Güney, iş stresini atmak ve organik ürün tüketmek için evinin bahçesinde 2 yıl önce domates, salatalık, biber, karpuz gibi ürünler yetiştirmeye başladı.

Toprakla uğraşmaktan keyif alan Güney, bir süre sonra tarla kiralayarak üretimini artırma kararı aldı.

Çiftçilikle uğraşarak hem stresini atan hem de gelirini artıran Güney, son olarak 22 bin metrekare kapalı alanda bir sera oluşturdu.

Güney, AA muhabirine, sebze üretmenin zahmetli ama keyifli bir iş olması nedeniyle hobi amacıyla evinin bahçesinde üretime başladığını söyledi.

Fidelerle uğraşmanın kendisini stresten uzak tuttuğu için tarla kiralayarak üretimini artırdığına işaret eden Güney, "Üniversite öğretim üyelerinin tavsiyesi ile sera kurmaya karar verdim. Onların yol göstermesi ve yardımcı olması sayesinde Karadeniz Bölgesi'nin en büyük ikinci serasını kurdum. Serada mevsimine göre domates, marul yetiştiriyorum. Ayrıca seranın etrafında ekilmeyen tarlaları da kiralayarak orada da biber ve karpuz üretiyoruz." dedi.

- "Toprak, ilgi gösterene karşılığını veriyor"

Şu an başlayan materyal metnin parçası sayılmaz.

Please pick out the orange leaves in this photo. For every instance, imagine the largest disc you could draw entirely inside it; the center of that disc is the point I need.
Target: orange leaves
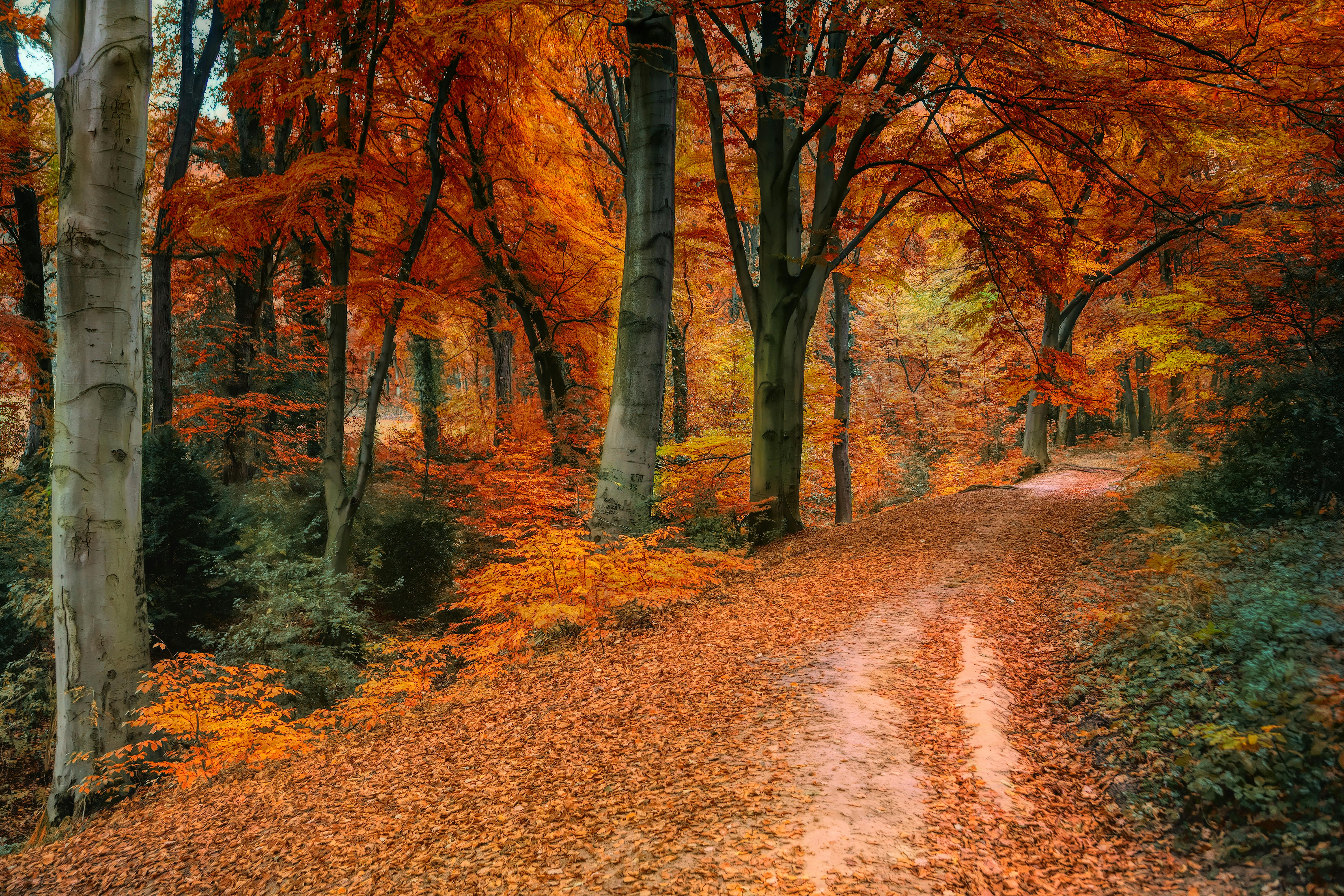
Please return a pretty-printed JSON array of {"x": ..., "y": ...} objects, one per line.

Toprakla uğraşmanın çok keyifli olduğunu vurgulayan Güney, "Benim mesleğim, stresli bir meslek ama toprakla uğraşırken stresimiz gidiyor. Bir de üretim yapıyorsunuz, bebek gibi fideleri büyütüyorum. Bebek nasıl ilgi istiyorsa bitki de öyle ilgi istiyor. Toprak, ilgi gösterene karşılığını veriyor." ifadesini kullandı.

Sera kurduğu mahallede genelde buğday ve mısır ekimi yapıldığını anlatan Güney, şunları kaydetti:

"Burada çiftçilere de öncülük ettik. Daha gelir getirici, yani endüstriyel üretim yaptık. Kapya biber, karpuz, ardından kırmızı lahana, brokoli ekeceğiz. Serada domates ve marul yapacağız. Hakikaten toprak kazandırıyor. Toprağın kazandırdığını gören diğer çiftçiler de bizi örnek almaya başladı. Etrafımızda küçük küçük seralar kurdular. Bizden teknik destek istiyorlar, biz de yardımcı oluyoruz. Bunun, bölgenin kaderini değiştireceğine inanıyoruz. Çünkü yalnızca buğday ve mısır eken çiftçileri sebze üretimine yönlendirmiş olduk."